It's Only Been a Couple Days, And We've Already Got The Game Of The Year

Jan 03, 2007 04:16


I just wanted to post about what happened yesterday... last night, actually.

It's hard to explain to non-sports people why sports people love sports so much. A great sporting event can get my endorphins running like nothing else... well, almost nothing else. For me, truly great games are something to be treasured, to be looked back on and remembered and loved. A great game is like great literature, coming together through chance and fate and strategy and skill. Baseball and Football are my favorites. Baseball because as a game it seems to me to be nearly perfect, almost serene in its beauty. Football because I enjoy to fast-paced strategy, like a chess game with options increased exponentially and the human element introduced. There's a strange sort of gravity to important games.
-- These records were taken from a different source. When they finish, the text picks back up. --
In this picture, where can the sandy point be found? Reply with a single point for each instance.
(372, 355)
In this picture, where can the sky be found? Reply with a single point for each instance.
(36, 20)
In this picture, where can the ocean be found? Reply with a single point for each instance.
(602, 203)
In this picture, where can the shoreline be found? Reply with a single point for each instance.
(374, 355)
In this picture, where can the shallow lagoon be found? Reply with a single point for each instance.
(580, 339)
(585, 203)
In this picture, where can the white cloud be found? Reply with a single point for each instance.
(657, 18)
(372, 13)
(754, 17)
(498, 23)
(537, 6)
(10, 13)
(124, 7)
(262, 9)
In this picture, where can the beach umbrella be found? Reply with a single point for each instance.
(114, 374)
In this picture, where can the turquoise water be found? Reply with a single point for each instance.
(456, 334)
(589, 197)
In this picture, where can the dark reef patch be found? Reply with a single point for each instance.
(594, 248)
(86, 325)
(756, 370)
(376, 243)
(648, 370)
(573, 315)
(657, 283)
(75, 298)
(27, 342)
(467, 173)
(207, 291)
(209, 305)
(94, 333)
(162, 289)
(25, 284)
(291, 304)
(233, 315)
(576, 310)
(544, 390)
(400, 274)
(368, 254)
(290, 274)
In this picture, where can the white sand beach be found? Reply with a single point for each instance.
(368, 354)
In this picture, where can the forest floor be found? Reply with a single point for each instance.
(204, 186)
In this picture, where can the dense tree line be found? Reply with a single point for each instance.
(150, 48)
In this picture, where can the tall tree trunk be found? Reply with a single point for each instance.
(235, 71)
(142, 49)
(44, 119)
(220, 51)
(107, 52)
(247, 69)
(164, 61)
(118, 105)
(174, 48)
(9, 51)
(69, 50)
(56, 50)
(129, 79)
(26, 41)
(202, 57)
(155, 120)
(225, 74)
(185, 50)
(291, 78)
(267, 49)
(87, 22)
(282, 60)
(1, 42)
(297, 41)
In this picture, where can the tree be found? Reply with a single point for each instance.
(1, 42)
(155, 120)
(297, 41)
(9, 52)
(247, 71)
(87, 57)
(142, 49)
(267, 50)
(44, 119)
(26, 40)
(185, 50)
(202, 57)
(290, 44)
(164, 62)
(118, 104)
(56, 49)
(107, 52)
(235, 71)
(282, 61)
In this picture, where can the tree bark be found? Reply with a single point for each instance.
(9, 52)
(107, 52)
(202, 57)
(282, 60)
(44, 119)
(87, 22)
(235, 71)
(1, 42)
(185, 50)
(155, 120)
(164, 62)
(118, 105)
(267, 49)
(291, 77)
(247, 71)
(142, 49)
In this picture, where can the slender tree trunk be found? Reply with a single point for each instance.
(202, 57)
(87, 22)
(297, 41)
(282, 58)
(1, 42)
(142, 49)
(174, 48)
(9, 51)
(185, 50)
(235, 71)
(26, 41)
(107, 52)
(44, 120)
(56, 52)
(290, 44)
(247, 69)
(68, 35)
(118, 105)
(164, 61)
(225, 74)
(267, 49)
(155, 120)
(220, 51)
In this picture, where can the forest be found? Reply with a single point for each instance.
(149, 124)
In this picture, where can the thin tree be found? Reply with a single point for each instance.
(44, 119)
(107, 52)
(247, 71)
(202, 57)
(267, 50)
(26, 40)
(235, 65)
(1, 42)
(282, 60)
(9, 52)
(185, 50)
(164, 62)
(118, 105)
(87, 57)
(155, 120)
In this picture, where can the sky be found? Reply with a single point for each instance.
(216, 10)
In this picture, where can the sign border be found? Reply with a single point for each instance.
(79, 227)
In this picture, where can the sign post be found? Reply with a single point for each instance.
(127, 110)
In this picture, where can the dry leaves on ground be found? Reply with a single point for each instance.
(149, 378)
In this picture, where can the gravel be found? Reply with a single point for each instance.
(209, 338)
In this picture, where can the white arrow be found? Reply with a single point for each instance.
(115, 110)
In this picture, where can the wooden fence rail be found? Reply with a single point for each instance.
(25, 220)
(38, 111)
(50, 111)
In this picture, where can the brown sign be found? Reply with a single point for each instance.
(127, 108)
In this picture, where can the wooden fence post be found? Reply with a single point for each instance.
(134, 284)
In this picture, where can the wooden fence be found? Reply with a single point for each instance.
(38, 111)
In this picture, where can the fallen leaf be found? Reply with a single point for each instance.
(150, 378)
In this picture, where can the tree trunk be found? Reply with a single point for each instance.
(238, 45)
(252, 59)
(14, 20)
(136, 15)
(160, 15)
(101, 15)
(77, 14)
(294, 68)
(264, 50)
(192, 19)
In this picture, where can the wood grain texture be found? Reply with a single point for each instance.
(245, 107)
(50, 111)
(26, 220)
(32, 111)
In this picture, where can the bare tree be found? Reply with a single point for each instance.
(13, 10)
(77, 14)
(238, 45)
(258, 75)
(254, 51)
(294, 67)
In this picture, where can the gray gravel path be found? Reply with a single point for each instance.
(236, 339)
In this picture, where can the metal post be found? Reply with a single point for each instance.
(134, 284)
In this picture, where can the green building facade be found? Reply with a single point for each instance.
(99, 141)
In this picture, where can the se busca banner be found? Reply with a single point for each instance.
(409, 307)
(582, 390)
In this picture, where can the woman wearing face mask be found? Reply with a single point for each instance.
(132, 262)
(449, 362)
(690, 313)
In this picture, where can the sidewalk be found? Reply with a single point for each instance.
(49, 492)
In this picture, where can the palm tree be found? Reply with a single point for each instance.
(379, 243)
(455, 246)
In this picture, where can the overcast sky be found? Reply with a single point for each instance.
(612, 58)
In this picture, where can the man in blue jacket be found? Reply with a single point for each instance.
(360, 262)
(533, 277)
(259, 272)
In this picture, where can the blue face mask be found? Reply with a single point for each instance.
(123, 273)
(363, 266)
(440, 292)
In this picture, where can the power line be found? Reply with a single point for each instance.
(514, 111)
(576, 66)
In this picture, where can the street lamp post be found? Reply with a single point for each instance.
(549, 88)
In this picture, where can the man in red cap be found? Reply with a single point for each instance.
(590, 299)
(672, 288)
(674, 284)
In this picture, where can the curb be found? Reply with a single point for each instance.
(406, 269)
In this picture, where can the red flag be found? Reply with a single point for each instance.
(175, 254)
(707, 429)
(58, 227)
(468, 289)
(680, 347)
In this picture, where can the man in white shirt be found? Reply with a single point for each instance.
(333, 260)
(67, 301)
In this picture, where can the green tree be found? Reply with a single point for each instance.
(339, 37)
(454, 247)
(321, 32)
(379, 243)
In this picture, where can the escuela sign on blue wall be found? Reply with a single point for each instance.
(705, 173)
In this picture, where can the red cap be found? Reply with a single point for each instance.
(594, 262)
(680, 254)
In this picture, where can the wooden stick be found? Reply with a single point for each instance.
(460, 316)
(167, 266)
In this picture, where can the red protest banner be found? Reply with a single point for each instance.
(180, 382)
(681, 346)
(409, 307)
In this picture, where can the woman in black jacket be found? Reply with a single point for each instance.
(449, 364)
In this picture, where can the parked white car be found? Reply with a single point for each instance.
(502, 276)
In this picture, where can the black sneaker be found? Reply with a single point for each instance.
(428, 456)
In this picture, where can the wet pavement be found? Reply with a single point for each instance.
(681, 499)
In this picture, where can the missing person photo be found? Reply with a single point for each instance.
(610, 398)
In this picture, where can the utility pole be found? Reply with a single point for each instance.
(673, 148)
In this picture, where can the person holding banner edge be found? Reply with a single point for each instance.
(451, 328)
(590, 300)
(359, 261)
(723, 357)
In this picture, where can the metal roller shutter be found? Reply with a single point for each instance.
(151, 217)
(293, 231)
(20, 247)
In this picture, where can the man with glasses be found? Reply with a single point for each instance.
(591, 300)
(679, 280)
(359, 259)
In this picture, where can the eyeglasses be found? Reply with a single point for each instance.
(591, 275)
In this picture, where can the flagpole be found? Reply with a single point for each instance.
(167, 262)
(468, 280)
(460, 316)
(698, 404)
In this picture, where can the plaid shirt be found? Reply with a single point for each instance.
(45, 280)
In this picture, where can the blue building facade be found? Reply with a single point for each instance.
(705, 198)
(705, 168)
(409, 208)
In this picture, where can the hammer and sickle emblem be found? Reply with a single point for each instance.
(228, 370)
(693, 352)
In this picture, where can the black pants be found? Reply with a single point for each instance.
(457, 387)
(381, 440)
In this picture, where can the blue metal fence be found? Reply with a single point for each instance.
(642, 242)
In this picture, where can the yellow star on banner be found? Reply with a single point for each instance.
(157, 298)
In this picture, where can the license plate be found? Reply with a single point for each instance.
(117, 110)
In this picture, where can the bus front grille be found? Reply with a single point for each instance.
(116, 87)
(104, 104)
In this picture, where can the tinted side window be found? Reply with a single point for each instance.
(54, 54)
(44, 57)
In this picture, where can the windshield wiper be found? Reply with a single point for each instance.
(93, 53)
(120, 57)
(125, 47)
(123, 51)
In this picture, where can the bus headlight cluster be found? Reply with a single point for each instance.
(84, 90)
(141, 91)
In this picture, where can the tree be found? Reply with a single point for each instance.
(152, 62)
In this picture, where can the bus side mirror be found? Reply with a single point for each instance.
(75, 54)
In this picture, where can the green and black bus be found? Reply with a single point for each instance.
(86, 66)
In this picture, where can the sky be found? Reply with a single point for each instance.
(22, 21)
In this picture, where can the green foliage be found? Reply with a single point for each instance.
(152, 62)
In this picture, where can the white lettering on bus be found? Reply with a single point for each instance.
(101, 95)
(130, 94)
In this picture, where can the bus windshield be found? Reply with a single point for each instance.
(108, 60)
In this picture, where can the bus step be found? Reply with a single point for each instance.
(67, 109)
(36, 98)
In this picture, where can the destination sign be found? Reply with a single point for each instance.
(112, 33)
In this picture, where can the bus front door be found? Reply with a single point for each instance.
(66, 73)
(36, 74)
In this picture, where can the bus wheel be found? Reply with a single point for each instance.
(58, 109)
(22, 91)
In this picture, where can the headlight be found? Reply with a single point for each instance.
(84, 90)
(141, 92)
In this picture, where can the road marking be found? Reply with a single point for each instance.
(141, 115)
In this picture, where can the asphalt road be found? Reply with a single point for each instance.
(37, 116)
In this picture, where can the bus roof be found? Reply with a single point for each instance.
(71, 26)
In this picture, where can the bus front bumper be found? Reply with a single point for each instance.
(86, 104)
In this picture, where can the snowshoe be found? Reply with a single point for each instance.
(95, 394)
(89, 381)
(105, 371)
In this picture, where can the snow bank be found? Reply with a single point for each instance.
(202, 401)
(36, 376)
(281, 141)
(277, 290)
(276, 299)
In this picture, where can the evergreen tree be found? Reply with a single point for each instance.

Nothing is truly at stake, the losers won't be taken out and shot, but at the same time, glory and history is enough. There is both nothing and everything on the line.

One of my earliest coherent memories is the end of the 1990 Super Bowl, of the moment when Norwood's kick sailed wide and the Giants won.

After the Indians blew that Game 7 of the World Series in 1997, I threw up. But I still remember Charles Nagy flailing with his glove as Edgar Renteria's single sailed by him and into center field.

I can almost recite the 2000 Super Bowl back to you blow for blow. The one where Kurt Warner rose from obscurity stocking grocery shelves in Iowa to lead the St. Louis Rams to a Championship on the strength of his arm and a wide open offensive scheme nicknamed "The Greatest Show On Turf". But what I remember most is Steve McNair leading his Titans on one last, desperate drive, somehow escaping three defenders to get within striking distance of the goal line, with only enough time left for one more play... and then that image, where Kevin Dyson catches the ball and is tackled one yard short of the end zone as time expires. I remember how he reached out with the ball, still clawing for the goal line even though he must have known it was over. I honestly remember that moment much more vividly than, say, my own high school graduation.

The Fiesta Bowl last night was the best game I've seen in, well, a long time. The final score alone is worthy of note: Boise State (yes, Boise State) 43-Oklahoma 42. Oklahoma is a powerhouse program with a long, storied history, and a national title within the last decade. Boise State was an upstart, filled with players who were deemed not good enough by the big west coast schools, who exploited the cursory loophole designed to make smaller schools feel like they had a shot in College Football to make it into the game. But it's not the score that made this game one of those that I will always remember. It was the way it happened. It wasn't just one play, it was a series. I will always remember Jared Zabransky faking towards his triple receiver set on the right side and then handing the ball off behind his back to Ian Johnson, and everyone, even me, screaming when they realized there was no one between Johnson and the end zone, long after I've forgotten the names and faces of my college classmates.

Call me strange, call me shallow, but I'm still a little high.